I went inside and overheard more than one young woman complaining about some guy and the lack of dating on campus. They put the blame on the guys, apparently oblivious to their likely complicity in the current hookup arrangements. Since Valentine's Day fell on a Saturday this year, these same conversations were likely happening in bars instead of dessert places.
These women were having a girls' night at Arch's, and certainly those can be a lot of fun. Yet, many of those women are likely the same women who are hooking up with guys and calling it no big deal the next day. In Unhooked, Stepp cites studies showing that almost 80 percent of undergraduates had hooked up.
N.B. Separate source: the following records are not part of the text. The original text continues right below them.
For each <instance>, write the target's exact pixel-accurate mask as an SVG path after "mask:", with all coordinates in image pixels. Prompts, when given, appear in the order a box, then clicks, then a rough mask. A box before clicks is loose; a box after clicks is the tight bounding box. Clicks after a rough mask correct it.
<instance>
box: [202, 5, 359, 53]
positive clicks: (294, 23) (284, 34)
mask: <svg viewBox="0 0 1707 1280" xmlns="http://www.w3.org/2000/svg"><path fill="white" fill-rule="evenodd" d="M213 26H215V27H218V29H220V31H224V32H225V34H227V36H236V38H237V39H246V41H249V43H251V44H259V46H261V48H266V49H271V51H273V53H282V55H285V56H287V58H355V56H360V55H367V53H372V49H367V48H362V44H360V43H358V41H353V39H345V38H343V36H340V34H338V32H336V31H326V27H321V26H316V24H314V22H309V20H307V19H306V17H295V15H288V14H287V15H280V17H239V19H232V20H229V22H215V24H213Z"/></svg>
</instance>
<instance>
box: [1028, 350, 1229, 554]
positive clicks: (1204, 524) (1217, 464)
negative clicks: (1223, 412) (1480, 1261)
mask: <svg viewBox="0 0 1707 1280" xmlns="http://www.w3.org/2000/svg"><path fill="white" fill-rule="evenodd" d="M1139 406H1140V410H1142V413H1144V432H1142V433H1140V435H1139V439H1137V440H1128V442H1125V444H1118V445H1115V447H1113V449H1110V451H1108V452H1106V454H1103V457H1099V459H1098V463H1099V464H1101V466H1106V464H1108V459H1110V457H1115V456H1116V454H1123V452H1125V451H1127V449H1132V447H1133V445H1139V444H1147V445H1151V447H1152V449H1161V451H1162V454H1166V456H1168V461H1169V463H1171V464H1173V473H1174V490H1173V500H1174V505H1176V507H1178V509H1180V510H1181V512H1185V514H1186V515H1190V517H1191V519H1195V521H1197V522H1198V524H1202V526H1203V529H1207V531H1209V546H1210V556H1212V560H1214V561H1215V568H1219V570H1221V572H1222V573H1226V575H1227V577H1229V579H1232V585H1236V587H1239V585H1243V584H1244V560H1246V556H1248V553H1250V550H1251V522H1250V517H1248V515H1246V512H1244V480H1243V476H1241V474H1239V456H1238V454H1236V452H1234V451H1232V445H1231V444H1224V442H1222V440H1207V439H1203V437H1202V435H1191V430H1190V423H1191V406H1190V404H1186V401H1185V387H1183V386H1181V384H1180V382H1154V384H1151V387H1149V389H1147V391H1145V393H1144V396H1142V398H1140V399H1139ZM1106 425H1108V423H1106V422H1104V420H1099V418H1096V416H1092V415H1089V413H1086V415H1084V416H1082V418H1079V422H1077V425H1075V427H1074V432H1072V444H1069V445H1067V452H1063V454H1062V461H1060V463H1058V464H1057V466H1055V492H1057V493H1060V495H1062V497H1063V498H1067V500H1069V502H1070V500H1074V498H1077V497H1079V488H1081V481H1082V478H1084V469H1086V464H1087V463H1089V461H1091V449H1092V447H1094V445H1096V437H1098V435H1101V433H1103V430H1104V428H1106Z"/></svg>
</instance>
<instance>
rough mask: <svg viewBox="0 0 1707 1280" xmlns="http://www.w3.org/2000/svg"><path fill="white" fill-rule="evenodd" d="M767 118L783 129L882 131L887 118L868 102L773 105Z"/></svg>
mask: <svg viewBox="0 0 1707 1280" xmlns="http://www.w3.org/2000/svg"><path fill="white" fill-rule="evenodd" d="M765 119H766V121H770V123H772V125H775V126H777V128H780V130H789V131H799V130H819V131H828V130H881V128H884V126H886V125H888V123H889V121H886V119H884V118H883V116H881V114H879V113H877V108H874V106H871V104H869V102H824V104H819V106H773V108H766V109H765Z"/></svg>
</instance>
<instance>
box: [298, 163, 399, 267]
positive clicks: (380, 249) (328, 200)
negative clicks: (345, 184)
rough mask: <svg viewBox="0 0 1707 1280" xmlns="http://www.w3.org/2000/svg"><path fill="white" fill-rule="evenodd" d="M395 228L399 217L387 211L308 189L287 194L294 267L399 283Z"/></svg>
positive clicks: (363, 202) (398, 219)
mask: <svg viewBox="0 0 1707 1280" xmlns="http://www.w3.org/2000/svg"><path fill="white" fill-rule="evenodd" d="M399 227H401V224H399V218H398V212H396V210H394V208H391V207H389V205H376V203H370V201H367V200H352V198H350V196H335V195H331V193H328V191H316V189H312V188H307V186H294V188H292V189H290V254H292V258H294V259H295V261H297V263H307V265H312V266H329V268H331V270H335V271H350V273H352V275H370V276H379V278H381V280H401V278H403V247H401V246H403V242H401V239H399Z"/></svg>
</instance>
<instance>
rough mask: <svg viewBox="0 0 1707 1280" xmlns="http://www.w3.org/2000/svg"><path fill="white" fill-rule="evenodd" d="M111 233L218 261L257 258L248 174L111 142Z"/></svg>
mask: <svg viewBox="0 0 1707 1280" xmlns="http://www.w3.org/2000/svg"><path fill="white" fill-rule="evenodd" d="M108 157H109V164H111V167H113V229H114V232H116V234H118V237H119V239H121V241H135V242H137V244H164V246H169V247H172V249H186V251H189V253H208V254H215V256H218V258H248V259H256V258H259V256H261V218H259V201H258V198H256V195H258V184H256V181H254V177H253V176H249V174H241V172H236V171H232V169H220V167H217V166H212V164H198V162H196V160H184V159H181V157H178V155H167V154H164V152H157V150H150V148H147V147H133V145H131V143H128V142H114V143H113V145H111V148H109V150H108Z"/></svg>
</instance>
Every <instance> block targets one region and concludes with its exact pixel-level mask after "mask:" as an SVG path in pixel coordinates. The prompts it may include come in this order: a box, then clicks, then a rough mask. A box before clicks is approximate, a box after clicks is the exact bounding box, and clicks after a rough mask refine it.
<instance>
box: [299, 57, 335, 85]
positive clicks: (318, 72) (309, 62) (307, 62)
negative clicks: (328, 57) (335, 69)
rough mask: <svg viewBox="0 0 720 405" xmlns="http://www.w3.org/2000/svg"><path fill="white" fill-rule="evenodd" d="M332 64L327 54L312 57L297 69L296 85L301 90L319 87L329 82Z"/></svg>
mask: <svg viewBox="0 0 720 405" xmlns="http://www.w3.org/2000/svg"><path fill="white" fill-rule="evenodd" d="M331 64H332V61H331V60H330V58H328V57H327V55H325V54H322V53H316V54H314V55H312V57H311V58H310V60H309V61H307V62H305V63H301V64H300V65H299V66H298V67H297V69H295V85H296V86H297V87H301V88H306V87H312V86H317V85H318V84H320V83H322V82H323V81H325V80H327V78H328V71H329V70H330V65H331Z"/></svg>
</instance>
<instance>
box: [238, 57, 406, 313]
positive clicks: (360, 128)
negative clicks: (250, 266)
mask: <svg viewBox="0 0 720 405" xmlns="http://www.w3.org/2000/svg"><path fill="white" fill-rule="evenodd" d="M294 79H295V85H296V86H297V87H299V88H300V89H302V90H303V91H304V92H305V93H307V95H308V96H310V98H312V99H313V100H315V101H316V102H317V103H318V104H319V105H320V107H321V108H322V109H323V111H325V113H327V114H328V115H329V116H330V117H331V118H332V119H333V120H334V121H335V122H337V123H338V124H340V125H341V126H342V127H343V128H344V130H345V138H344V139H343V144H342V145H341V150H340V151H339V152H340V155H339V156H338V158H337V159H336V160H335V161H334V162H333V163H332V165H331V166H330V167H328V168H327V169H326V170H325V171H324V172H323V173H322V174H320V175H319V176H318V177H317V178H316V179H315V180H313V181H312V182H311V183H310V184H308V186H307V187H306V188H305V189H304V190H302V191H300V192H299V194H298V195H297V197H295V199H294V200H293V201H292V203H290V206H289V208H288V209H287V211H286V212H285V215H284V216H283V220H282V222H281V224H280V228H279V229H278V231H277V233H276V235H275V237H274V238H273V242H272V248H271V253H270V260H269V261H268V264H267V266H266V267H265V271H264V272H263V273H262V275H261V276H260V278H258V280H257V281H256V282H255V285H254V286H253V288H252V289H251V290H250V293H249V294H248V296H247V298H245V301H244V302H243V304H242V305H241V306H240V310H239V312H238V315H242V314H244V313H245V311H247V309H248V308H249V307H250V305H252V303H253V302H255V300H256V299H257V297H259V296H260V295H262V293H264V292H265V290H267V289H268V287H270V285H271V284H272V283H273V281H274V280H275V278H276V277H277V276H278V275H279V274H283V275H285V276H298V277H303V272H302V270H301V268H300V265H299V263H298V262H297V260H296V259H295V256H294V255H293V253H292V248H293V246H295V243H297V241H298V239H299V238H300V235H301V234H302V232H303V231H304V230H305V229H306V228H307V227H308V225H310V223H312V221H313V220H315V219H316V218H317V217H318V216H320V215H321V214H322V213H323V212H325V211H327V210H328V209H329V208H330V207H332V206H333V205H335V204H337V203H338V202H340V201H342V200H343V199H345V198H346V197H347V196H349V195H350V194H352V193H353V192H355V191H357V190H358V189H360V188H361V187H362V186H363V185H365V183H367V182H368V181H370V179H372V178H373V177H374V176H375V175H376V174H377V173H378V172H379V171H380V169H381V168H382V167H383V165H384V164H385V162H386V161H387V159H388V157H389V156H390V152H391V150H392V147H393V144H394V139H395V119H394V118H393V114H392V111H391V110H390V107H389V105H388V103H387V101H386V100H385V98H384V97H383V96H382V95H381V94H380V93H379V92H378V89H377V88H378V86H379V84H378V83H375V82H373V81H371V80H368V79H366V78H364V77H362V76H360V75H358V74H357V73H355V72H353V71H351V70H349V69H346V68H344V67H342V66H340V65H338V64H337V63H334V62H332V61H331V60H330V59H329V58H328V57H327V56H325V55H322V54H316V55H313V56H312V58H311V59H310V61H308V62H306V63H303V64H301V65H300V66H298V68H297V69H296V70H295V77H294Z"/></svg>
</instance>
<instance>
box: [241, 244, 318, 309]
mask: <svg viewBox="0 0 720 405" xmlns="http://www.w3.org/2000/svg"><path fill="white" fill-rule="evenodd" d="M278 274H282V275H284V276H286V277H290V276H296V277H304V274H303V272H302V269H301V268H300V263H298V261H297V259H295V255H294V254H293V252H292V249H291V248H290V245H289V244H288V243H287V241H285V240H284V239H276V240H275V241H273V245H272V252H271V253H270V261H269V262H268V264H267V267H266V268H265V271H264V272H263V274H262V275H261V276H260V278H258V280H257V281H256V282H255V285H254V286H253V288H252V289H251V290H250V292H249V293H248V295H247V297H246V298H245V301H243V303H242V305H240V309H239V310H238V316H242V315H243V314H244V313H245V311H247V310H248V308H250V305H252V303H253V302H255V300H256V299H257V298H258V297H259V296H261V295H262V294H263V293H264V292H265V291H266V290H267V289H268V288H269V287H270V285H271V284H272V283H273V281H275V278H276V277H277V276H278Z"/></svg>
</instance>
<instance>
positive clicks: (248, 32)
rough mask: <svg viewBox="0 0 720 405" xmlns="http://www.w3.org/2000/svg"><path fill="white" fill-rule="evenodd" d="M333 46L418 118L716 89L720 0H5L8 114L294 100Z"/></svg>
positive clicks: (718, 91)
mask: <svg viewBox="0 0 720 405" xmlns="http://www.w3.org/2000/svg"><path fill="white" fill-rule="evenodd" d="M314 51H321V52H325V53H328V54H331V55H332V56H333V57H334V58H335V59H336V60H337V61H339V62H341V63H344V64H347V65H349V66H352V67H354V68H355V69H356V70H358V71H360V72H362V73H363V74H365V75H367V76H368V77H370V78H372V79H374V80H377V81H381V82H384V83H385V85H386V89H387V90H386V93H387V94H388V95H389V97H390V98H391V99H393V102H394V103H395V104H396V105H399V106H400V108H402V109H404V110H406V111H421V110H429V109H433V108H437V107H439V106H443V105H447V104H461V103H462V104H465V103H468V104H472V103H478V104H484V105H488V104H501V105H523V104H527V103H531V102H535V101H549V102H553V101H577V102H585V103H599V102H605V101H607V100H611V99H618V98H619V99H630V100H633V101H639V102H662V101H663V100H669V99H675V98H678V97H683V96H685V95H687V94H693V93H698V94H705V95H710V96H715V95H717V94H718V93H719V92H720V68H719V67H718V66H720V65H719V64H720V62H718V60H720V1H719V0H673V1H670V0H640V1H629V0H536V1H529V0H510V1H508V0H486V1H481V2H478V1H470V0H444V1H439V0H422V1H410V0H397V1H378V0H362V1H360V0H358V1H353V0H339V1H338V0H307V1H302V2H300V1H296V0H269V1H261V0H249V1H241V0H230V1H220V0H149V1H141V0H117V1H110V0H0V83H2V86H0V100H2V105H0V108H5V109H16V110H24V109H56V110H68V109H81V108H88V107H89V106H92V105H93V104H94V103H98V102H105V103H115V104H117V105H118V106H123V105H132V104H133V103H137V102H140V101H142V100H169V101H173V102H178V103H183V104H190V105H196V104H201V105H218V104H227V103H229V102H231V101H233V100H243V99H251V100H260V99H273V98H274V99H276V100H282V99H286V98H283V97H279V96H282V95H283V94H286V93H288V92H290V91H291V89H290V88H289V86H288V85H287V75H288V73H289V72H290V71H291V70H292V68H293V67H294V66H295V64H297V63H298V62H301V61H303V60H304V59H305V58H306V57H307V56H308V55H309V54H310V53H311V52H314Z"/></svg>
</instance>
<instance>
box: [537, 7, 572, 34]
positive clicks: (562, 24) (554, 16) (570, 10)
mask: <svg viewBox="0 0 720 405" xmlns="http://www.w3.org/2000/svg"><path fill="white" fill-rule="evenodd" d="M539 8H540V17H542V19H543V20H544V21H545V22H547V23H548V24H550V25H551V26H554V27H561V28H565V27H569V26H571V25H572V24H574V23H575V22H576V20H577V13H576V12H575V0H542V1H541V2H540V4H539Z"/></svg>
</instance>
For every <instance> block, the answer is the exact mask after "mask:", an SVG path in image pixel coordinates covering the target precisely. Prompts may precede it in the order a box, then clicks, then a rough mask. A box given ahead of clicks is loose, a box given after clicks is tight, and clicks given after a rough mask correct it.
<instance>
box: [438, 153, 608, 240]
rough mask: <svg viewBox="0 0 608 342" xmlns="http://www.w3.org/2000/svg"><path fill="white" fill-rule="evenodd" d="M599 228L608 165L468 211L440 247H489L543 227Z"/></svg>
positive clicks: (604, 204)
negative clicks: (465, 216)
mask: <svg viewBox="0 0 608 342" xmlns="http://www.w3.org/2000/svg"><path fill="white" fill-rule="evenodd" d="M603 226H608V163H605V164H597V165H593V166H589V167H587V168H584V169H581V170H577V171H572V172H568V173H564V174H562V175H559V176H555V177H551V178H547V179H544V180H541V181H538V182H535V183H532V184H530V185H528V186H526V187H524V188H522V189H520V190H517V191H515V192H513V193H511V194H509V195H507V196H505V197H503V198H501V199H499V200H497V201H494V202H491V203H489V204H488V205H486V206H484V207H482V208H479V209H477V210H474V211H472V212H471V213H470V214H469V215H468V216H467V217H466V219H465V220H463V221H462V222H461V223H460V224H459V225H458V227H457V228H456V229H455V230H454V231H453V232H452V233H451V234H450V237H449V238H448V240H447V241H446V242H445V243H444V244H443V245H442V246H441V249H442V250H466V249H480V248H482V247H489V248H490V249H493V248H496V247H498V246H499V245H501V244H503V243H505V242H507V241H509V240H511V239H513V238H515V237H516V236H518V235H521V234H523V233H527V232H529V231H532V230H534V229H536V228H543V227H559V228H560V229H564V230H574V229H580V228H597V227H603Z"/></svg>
Freitas finds that even if students are not hooking up that much, they think others are, so hooking up has gained dominance on campus. It is not all the guys' fault; women are partially responsible for the campus culture.
The hookup culture is a tough competitor. Many women are tempted by the instant gratification of a hookup. Even headlines such as "Study: One-Fourth of NYC Residents Have Herpes" from last July seem abstract and are ignored with an it-won't-happen-to-me attitude. Yet, days like Valentine's Day might be able to do more to change the college campuses than scary statistics.
While these young women sit in a dessert shop complaining about men and their lack of a love life, it becomes all too apparent that as much fun as they have hooking up with guys, hooking up is all it is. It is not a real relationship.
Hookups do not buy you flowers, bring you candy, or take you out to dinner.
While men may be content with the hookup culture, it poses special problems for women. Not only are women more likely to end up with a sexually transmitted disease than men, they more quickly tire of the sex without commitment. Instead of leaving women empowered, liberated and fulfilled, it ends up leaving women disappointed, confused, and hurt.
By participating in the hookup culture, women continue to perpetuate it, and this discourages dating.
If books documenting the harmful consequences of the hookup culture on women are not enough to convince more young women to stop, then maybe Feb. 14 did the trick this year or will do so next year. Valentine's Day should be a wake-up call to all young women that they should rethink the hookup culture and their active participation in it.